Acquisition on the other hand is the phenomenon in which the firm of high competence purchases the potentially targeted firm and owns its market share as well which consequently leads to the abolishment of the acquired firm while the one which has acquired remains intact and stronger even after. The episode of an acquisition to take place is quite competitive in nature as it usually takes much more time in its occurrence because of the possible series of negotiation associated in this process. In this context another important aspects which comes upfront is the leveraged buyout. This concept is associated with the fact that certain companies borrow a substantial amount of money using collaterals in order to make the acquisition successful without dedicating a large amount of capital. In many of the instances it is also being seen that the leveraged buyout strategy is adopted in order to take a public company private by acquiring it. In these collaborative incidences the major breakthrough remains is to analyses the operational and the financial benefits which can be looked upon as soon as these firms coordinate with each other in the business framework strategy.
These mergers and acquisition are indeed carried out so as to uncertain the benefits in terms of both market value and shareholders value of the adjoining firms .The complete prognosis study of both the participating companies extending outward towards each other to work govern the future implication of the association to a large extent.
How Joint Venture Is Different from Merger & Acquisition?
With this discussion, then comes into picture a distinctive concept of the corporate sector named as the joint venture which is as the alliance of the two companies or firms coming together so as to achieve a predefined goal or objective. In this manifestation the firms though work as independent and self-sustain bodies but come together in order to accomplish a particular target. This cannot be entitled to be as partnership because in case of partnership it’s only the two major business player coming together while in case of a joint venture more than two companies can come together then forming a legal entity so to achieve the predefined goal set. The firms falling under this joint venture gets associated together in all mutual decisions and meetings to characterize the major discussion pertaining to the preset goal of the venture. The tenure for which this joint venture is sustained can either be long term or short term depending upon the scope of the business activity. The most important aspect of a joint venture which comes into being is the fact that the proprietorship of the companies engaged in the joint venture remains entitled to them as per the extent of interest being shared by them in the subjective pursuits.

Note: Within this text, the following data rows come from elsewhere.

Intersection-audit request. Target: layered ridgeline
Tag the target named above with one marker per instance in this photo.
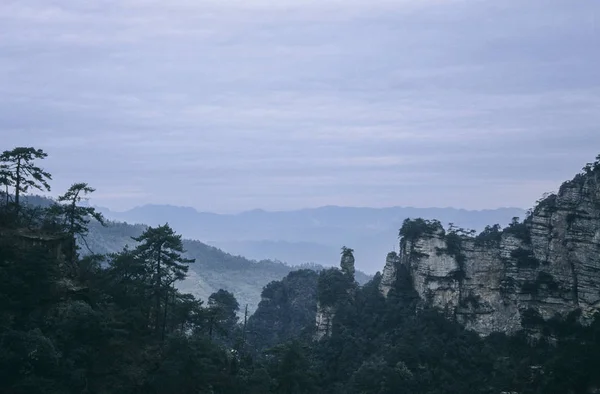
(214, 269)
(501, 280)
(307, 235)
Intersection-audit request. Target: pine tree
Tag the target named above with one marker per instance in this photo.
(162, 249)
(21, 172)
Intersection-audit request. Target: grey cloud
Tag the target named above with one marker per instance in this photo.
(243, 104)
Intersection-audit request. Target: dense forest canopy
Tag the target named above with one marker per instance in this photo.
(83, 323)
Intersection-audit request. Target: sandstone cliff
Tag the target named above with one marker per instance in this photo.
(503, 280)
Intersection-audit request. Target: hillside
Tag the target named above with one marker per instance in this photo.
(214, 269)
(307, 235)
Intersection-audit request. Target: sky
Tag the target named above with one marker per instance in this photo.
(230, 105)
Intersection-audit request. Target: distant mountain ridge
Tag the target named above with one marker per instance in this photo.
(307, 235)
(213, 269)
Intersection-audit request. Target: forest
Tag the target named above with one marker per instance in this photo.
(75, 322)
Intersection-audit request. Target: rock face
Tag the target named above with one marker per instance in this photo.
(388, 278)
(334, 286)
(501, 279)
(324, 320)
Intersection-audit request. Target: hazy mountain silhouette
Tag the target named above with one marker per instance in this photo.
(307, 235)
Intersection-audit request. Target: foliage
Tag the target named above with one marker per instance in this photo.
(490, 236)
(413, 229)
(95, 331)
(525, 258)
(19, 171)
(519, 230)
(287, 310)
(347, 262)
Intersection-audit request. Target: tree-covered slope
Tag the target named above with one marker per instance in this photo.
(214, 269)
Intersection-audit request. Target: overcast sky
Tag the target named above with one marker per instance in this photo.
(227, 105)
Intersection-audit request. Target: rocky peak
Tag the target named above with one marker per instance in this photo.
(504, 280)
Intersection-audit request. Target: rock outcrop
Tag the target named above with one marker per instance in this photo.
(334, 287)
(503, 280)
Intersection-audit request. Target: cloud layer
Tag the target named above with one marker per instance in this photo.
(232, 105)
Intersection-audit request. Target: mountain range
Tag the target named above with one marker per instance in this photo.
(302, 236)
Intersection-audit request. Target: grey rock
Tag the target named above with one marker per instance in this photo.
(554, 269)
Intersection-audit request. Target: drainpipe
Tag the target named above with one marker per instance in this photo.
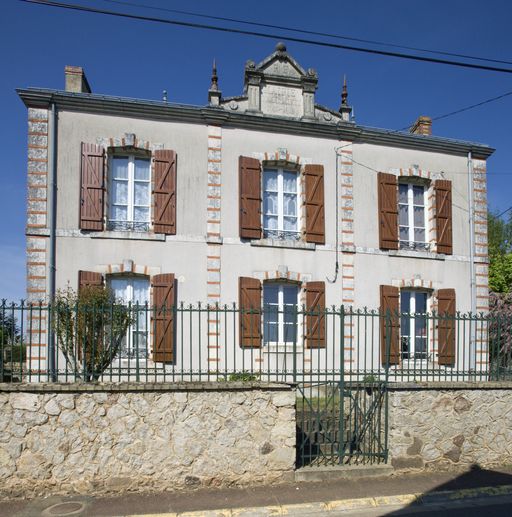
(52, 212)
(472, 270)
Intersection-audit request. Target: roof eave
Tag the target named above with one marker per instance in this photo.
(159, 110)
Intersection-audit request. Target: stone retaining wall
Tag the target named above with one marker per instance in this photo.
(436, 426)
(97, 439)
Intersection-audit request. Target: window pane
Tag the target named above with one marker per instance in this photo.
(120, 167)
(120, 192)
(405, 301)
(270, 294)
(119, 213)
(402, 193)
(270, 203)
(417, 194)
(403, 211)
(140, 290)
(141, 195)
(119, 288)
(270, 180)
(290, 181)
(290, 332)
(270, 223)
(290, 204)
(142, 169)
(141, 215)
(419, 235)
(419, 216)
(290, 224)
(270, 332)
(421, 302)
(290, 294)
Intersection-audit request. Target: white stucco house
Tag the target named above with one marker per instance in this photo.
(264, 199)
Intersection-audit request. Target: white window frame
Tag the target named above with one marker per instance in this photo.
(412, 325)
(127, 349)
(411, 242)
(280, 314)
(281, 232)
(130, 222)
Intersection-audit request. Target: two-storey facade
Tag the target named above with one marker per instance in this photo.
(266, 199)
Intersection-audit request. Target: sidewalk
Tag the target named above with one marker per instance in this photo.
(304, 498)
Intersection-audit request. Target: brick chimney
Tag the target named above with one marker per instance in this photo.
(422, 126)
(76, 80)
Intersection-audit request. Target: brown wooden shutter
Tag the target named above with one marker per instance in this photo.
(315, 315)
(446, 327)
(443, 190)
(162, 317)
(92, 193)
(250, 197)
(389, 306)
(165, 192)
(89, 279)
(315, 204)
(250, 312)
(388, 211)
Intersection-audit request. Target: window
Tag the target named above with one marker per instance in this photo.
(280, 204)
(130, 193)
(412, 223)
(413, 324)
(280, 313)
(134, 291)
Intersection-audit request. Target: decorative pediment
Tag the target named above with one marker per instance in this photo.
(281, 64)
(281, 87)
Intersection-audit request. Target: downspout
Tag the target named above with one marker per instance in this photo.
(472, 269)
(52, 219)
(337, 264)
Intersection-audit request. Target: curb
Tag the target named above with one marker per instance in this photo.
(322, 508)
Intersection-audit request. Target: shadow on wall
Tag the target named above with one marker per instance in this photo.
(476, 477)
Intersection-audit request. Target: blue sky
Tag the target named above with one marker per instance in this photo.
(140, 59)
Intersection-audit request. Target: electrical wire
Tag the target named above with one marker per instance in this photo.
(366, 50)
(304, 31)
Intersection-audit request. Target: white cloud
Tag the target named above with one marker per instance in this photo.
(12, 278)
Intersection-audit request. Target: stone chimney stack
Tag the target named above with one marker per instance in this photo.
(75, 80)
(422, 126)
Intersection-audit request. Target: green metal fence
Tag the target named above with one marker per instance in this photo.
(41, 342)
(340, 359)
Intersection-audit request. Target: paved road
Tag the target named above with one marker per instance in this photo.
(494, 507)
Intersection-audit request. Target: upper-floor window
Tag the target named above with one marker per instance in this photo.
(412, 220)
(280, 201)
(130, 193)
(280, 204)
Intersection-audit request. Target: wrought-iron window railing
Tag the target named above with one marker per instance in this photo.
(128, 226)
(417, 246)
(281, 235)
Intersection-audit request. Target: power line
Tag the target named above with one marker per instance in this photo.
(304, 31)
(504, 212)
(269, 36)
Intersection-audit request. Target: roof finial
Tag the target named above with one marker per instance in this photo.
(345, 109)
(215, 80)
(344, 92)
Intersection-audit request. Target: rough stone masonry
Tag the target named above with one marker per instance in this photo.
(450, 426)
(79, 439)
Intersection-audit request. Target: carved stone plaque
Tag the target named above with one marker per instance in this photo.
(282, 100)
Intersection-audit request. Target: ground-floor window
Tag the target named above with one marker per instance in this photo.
(134, 291)
(280, 301)
(413, 324)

Coming to the conclusion of these corporate aspects, it can be inferred that mergers are the amalgamation of two previously existing firms into a new firm of raised quotient in the business activity creating more value to the new imbibed firm. While an acquisition corresponds to the phenomenon in which a company acquires another company dissolving the existence of the acquired firm. On the other hand joint venture in the one in which two or more than two companies come together to potentially achieve the already existing deemed targets.